Tech executives in Silicon Valley have vowed for years to address the industry’s lack of diversity. Yet the employees of most technology firms, including Google Inc. and Apple Inc., remain predominantly white and male.
“The standard mantra for every company on diversity statistics is, ‘We’re not doing well, but we’re working on it,’” Ellen Pao, a former venture capitalist at Kleiner Perkins Caufield & Byers, told the New York Times this week. “People don’t learn anything from that. Can you tell us, what are you actually doing?”
Pao and seven other prominent Silicon Valley women on Tuesday unveiled a new initiative to address the diversity gap at early- to-mid-stage tech startups. Project Include will work directly with CEOs and top management to track workforce diversity, share data, make recommendations and consult with leaders.
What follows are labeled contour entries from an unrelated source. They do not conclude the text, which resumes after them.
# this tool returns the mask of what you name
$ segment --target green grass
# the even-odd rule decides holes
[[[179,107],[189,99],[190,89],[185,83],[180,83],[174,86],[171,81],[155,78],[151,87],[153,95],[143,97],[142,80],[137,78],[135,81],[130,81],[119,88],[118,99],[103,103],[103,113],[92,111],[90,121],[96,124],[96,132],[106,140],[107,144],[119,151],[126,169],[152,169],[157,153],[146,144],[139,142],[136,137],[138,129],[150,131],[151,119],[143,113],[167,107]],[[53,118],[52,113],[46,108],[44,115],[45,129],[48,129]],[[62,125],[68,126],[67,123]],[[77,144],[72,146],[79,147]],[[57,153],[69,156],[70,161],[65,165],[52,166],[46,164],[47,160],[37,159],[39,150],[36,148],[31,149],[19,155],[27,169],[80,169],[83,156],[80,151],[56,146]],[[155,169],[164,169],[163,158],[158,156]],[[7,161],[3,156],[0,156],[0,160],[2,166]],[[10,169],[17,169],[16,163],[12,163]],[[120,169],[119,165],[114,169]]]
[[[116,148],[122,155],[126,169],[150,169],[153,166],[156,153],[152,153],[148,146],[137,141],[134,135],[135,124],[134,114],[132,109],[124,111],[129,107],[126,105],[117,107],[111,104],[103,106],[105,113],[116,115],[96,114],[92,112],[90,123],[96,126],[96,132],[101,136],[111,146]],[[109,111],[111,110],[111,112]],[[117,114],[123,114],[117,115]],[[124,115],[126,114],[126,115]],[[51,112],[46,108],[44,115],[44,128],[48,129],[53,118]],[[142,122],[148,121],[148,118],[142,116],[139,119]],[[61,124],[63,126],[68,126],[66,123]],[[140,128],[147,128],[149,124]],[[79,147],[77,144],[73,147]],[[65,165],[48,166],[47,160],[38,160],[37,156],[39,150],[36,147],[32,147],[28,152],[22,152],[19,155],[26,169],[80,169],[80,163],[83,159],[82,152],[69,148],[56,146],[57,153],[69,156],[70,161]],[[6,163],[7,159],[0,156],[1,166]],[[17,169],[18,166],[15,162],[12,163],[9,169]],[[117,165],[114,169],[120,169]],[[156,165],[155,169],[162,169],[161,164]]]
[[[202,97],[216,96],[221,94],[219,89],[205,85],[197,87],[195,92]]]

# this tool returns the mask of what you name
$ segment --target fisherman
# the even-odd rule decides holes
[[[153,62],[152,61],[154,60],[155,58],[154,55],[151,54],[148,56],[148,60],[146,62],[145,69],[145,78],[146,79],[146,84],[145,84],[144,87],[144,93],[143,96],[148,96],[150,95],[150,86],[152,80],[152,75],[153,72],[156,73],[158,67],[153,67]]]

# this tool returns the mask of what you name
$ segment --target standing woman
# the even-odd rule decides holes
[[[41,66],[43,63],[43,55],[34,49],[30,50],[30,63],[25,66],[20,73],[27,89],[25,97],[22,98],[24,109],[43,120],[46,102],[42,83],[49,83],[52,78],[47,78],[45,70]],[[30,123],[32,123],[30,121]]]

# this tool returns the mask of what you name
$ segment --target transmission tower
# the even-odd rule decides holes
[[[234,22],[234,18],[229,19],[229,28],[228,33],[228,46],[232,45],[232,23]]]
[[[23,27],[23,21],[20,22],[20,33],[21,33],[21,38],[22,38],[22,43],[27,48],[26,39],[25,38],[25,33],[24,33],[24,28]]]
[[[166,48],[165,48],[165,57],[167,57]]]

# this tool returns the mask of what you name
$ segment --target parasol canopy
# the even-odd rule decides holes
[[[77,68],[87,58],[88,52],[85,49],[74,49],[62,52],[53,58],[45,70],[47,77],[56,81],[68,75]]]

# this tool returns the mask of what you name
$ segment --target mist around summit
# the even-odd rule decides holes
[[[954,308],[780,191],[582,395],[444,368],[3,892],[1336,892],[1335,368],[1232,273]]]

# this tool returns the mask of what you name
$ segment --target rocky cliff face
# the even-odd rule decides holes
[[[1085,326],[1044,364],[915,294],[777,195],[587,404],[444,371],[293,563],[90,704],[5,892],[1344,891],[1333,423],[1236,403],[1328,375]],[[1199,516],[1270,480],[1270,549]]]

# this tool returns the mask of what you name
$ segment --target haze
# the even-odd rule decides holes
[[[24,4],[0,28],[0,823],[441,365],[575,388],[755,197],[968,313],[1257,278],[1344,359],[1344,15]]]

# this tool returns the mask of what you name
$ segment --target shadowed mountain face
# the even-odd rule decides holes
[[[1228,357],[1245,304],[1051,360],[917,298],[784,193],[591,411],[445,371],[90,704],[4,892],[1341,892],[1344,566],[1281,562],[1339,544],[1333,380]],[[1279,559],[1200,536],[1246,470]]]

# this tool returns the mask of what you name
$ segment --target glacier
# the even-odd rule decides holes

“True diversity means including all underrepresented groups across all aspects of a company and measuring outcomes so everyone has a fair opportunity to succeed — and ultimately building better teams, better companies and better results,” according to the project’s website. The initiative defines underrepresented groups along the lines of “gender, race, class, age, religion, disability, education, sexual orientation and others.”
Pao became a leading voice on diversity in Silicon Valley after suing Kleiner Perkins for accusations of gender discrimination. She dropped the suit in September after a jury denied Pao’s claim that the venture capital firm retaliated against her for reporting gender bias at the company.
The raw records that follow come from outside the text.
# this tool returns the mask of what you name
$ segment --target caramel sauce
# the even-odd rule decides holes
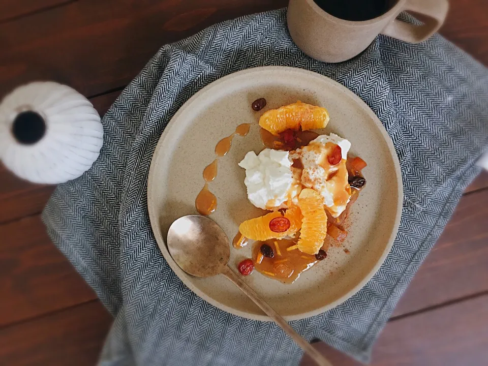
[[[234,136],[238,135],[244,137],[249,133],[250,128],[251,124],[242,124],[236,127],[234,133],[224,137],[217,143],[215,146],[215,155],[219,158],[224,156],[230,150]],[[210,215],[215,211],[217,207],[217,198],[208,190],[207,185],[207,183],[212,181],[217,176],[217,159],[215,159],[203,169],[205,185],[195,200],[195,206],[197,210],[202,215]]]
[[[220,158],[229,152],[229,150],[230,150],[230,146],[232,144],[232,140],[234,139],[235,134],[232,134],[230,136],[224,137],[217,142],[217,144],[215,146],[216,155]]]
[[[241,234],[240,231],[237,232],[237,234],[234,237],[234,240],[232,240],[232,246],[236,249],[246,247],[249,243],[249,239]]]
[[[217,208],[217,198],[208,190],[206,183],[195,200],[195,206],[200,215],[209,215]]]
[[[263,243],[272,248],[274,256],[270,258],[263,256],[260,263],[258,260],[261,257],[260,249]],[[301,273],[319,261],[315,256],[302,253],[297,249],[287,250],[296,245],[296,241],[285,239],[256,241],[253,247],[254,268],[264,276],[284,283],[294,282]]]
[[[239,136],[243,137],[249,133],[249,129],[250,128],[251,124],[242,124],[236,127],[235,133]]]
[[[210,182],[217,176],[217,160],[216,159],[203,169],[203,179],[206,182]]]

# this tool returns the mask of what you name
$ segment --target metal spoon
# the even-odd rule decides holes
[[[198,215],[181,217],[169,228],[166,243],[171,257],[181,269],[197,277],[211,277],[219,274],[225,276],[281,326],[318,364],[332,366],[227,265],[230,257],[229,239],[215,222]]]

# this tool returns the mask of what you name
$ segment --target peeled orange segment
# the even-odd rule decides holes
[[[283,217],[279,211],[246,220],[239,226],[239,231],[247,238],[261,241],[270,239],[282,239],[287,235],[293,235],[301,227],[301,214],[298,207],[290,210],[292,209],[287,210],[287,212],[290,211],[288,216],[285,214],[285,217],[290,220],[290,228],[284,232],[274,232],[269,228],[269,223],[273,219]]]
[[[288,235],[294,234],[301,228],[301,221],[303,217],[301,215],[300,207],[297,206],[292,206],[285,212],[285,217],[290,220],[290,228],[288,229]]]
[[[296,103],[270,109],[259,118],[259,126],[275,136],[286,130],[302,131],[323,128],[329,121],[329,113],[322,107],[298,101]]]
[[[302,190],[298,205],[303,216],[298,239],[298,249],[307,254],[316,254],[327,235],[327,215],[322,196],[310,188]]]

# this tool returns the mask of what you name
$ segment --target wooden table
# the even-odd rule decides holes
[[[286,0],[0,0],[0,96],[70,85],[104,113],[163,44]],[[452,0],[441,33],[488,64],[488,2]],[[0,167],[0,364],[90,365],[112,321],[56,249],[39,214],[53,189]],[[468,189],[397,307],[375,365],[485,365],[488,174]],[[336,364],[353,364],[326,352]]]

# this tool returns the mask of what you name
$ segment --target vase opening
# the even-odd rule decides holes
[[[46,133],[46,122],[33,111],[19,113],[12,126],[12,132],[20,143],[32,145],[39,142]]]

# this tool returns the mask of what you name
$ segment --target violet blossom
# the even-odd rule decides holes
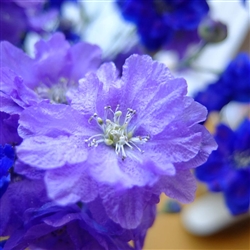
[[[124,230],[118,225],[113,226],[113,233],[109,232],[76,205],[59,207],[48,203],[27,210],[25,217],[25,223],[7,240],[5,250],[133,249],[119,239]]]
[[[209,11],[205,0],[117,0],[123,17],[135,23],[142,44],[151,51],[162,47],[184,48],[199,42],[197,27]],[[190,36],[181,35],[190,32]],[[181,37],[181,39],[179,39]],[[185,41],[185,42],[183,42]],[[178,46],[180,42],[180,46]],[[183,47],[184,45],[184,47]]]
[[[223,192],[233,215],[250,207],[250,121],[245,119],[235,130],[224,124],[217,127],[218,150],[196,169],[196,177],[212,192]]]
[[[70,102],[69,93],[77,88],[78,79],[96,70],[101,62],[97,46],[84,42],[70,46],[60,33],[39,41],[35,50],[35,58],[31,58],[1,42],[1,143],[20,143],[15,132],[20,113],[42,100]],[[12,133],[8,133],[10,129]]]
[[[240,53],[228,64],[218,80],[198,92],[194,99],[209,112],[220,111],[231,101],[250,103],[249,72],[249,55]]]
[[[10,182],[10,168],[15,160],[14,149],[11,145],[0,144],[0,199],[5,193]]]
[[[70,105],[40,102],[21,113],[18,159],[44,171],[57,203],[99,195],[110,219],[136,228],[161,192],[192,201],[190,169],[216,149],[198,124],[206,109],[186,94],[186,81],[149,56],[127,59],[121,78],[104,64],[80,80]]]

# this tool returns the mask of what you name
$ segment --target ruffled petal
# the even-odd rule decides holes
[[[39,169],[54,169],[66,164],[84,162],[88,151],[84,139],[75,136],[48,136],[27,138],[16,148],[18,158]]]
[[[64,165],[62,168],[47,171],[45,184],[48,196],[60,205],[90,202],[97,196],[97,184],[88,175],[87,166]]]
[[[195,197],[196,180],[190,170],[177,170],[174,176],[162,176],[155,185],[154,191],[164,192],[179,202],[189,203]]]

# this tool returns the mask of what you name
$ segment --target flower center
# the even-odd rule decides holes
[[[116,154],[120,155],[123,160],[127,157],[125,148],[131,150],[136,148],[139,152],[144,153],[139,146],[145,144],[149,140],[149,136],[133,136],[135,127],[132,129],[128,128],[136,111],[128,108],[124,122],[121,122],[122,112],[119,110],[119,105],[117,105],[115,111],[113,111],[110,106],[104,109],[104,119],[98,117],[96,113],[89,119],[89,122],[93,119],[96,120],[102,133],[86,139],[85,142],[88,143],[88,146],[97,147],[99,143],[105,143],[108,146],[114,147]],[[111,119],[109,119],[110,116]]]

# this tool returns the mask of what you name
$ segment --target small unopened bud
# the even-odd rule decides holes
[[[112,144],[114,143],[114,142],[113,142],[112,140],[110,140],[110,139],[105,139],[104,142],[105,142],[105,144],[108,145],[108,146],[110,146],[110,145],[112,145]]]
[[[199,36],[208,43],[219,43],[227,37],[227,26],[211,18],[204,19],[198,27]]]
[[[102,124],[103,124],[103,120],[102,120],[102,118],[97,117],[97,122],[98,122],[100,125],[102,125]]]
Erica Baker, another Project Include co-founder, similarly caused a stir after attempting to bring more transparency to how Google employees are paid. As an engineer for the global tech giant, she assembled an internal spreadsheet where fellow Googlers could enter details about their salary and compensation packages, as well as their gender and job titles. Baker claimed the tool helped several employees negotiate for bigger salaries. But she said she was later reprimanded by her manager and denied bonuses.
Project Include’s other six members include: Laura Gómez, who founded a startup focused on improving diversity in the hiring process; Freada Kapor Klein, a partner at the Kapor Center; Tracy Chou, a software engineer at Pinterest; Susan Wu of mobile payments startup Stripe; Y-Vonne Hutchinson of the diversity consulting firm ReadySet; and Bethanye McKinney Blount, a former executive at Reddit.
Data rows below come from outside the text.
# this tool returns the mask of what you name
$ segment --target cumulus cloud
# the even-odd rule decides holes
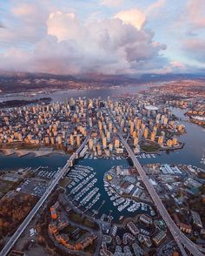
[[[158,14],[160,9],[164,6],[167,0],[157,0],[150,4],[145,10],[146,16],[155,16]]]
[[[188,56],[195,60],[205,64],[205,40],[203,39],[189,39],[183,44],[183,51]]]
[[[154,33],[143,27],[144,23],[145,17],[138,10],[89,24],[72,12],[54,11],[46,23],[47,36],[33,51],[4,52],[0,55],[0,68],[56,74],[152,71],[165,64],[161,52],[166,45],[153,40]]]
[[[146,21],[146,15],[139,9],[131,9],[118,12],[115,17],[121,19],[125,24],[131,24],[141,30]]]

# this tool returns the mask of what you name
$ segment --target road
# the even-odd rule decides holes
[[[199,246],[193,243],[186,235],[178,228],[175,221],[172,219],[170,215],[169,214],[167,209],[165,208],[164,205],[162,204],[160,197],[156,193],[154,186],[149,180],[149,177],[147,176],[146,172],[144,172],[143,168],[142,167],[141,164],[136,158],[133,151],[128,145],[127,141],[124,139],[121,133],[121,128],[114,122],[114,118],[112,117],[110,111],[109,111],[109,114],[110,118],[112,119],[113,123],[115,124],[116,127],[117,128],[117,134],[123,144],[124,147],[126,148],[129,157],[131,158],[135,167],[137,169],[139,175],[143,182],[145,187],[147,188],[152,200],[154,201],[158,212],[160,212],[161,216],[162,217],[163,220],[165,221],[168,228],[169,229],[173,238],[175,239],[176,244],[179,246],[179,249],[183,256],[187,256],[187,253],[185,248],[194,256],[203,256],[204,254],[200,251],[202,250]]]
[[[13,236],[10,239],[10,240],[6,243],[4,247],[0,253],[0,256],[6,256],[12,246],[15,245],[18,238],[21,236],[21,234],[23,232],[30,220],[33,219],[35,214],[38,212],[38,210],[41,208],[42,205],[45,202],[45,200],[48,199],[53,189],[56,187],[56,185],[58,184],[59,180],[67,173],[69,171],[70,165],[69,161],[73,161],[76,158],[76,155],[78,154],[85,146],[85,145],[88,143],[89,137],[86,137],[83,143],[81,145],[81,146],[76,150],[75,153],[71,155],[69,159],[67,161],[64,167],[59,172],[58,175],[55,178],[55,179],[51,182],[50,185],[48,187],[43,197],[39,199],[39,201],[36,203],[36,205],[33,207],[33,209],[30,212],[30,213],[27,215],[27,217],[24,219],[24,220],[22,222],[22,224],[19,226],[19,227],[17,229]]]

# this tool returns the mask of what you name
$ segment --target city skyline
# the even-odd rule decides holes
[[[200,73],[205,3],[7,1],[0,71],[53,74]]]

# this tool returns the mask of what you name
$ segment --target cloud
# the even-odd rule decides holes
[[[191,30],[205,29],[205,1],[189,0],[187,4],[187,15]]]
[[[167,0],[157,0],[154,3],[150,4],[146,10],[146,16],[156,16],[162,7],[166,3]]]
[[[125,24],[131,24],[141,30],[146,21],[146,15],[139,9],[131,9],[118,12],[115,17],[121,19]]]
[[[154,33],[140,22],[141,30],[138,20],[125,23],[119,17],[88,24],[74,13],[51,12],[48,35],[32,51],[12,49],[0,55],[0,68],[56,74],[130,74],[164,65],[161,52],[166,45],[155,42]]]
[[[108,7],[119,7],[122,4],[122,0],[102,0],[101,5]]]
[[[183,43],[183,51],[195,60],[205,64],[205,39],[188,39]]]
To jumpstart Project Include, the women aim to enlist at least 18 companies, including startups that employ 25 to 1,000 workers. Participating tech companies will make commitments to track the diversity of their workforces over time and share that data with other startups, in an attempt to move the needle across the industry. The project will also seek participation from venture capital firms that advise the startups.
Project Include’s founders and participants will meet regularly for seven months to define and track diversity metrics. After that period, the group will publish an anonymized set of results revealing by how much, or how little, the startups have progressed.
“If companies start early with diversity and inclusion, they don’t have to bolt it on later, which is much harder,” Baker, who now works at Slack, the workplace collaboration software startup, told the Times.
The diversity push could pay off for the startups, literally. A recent Morgan Stanley report found that companies that hire more women and pay them equitably delivered slightly higher returns on equity — about 1 percent over a three-year horizon — compared to their less-gender-diverse counterparts. Stocks in diverse companies also outperformed companies with lower gender diversity scores, the bank’s research arm found in a major report released this week.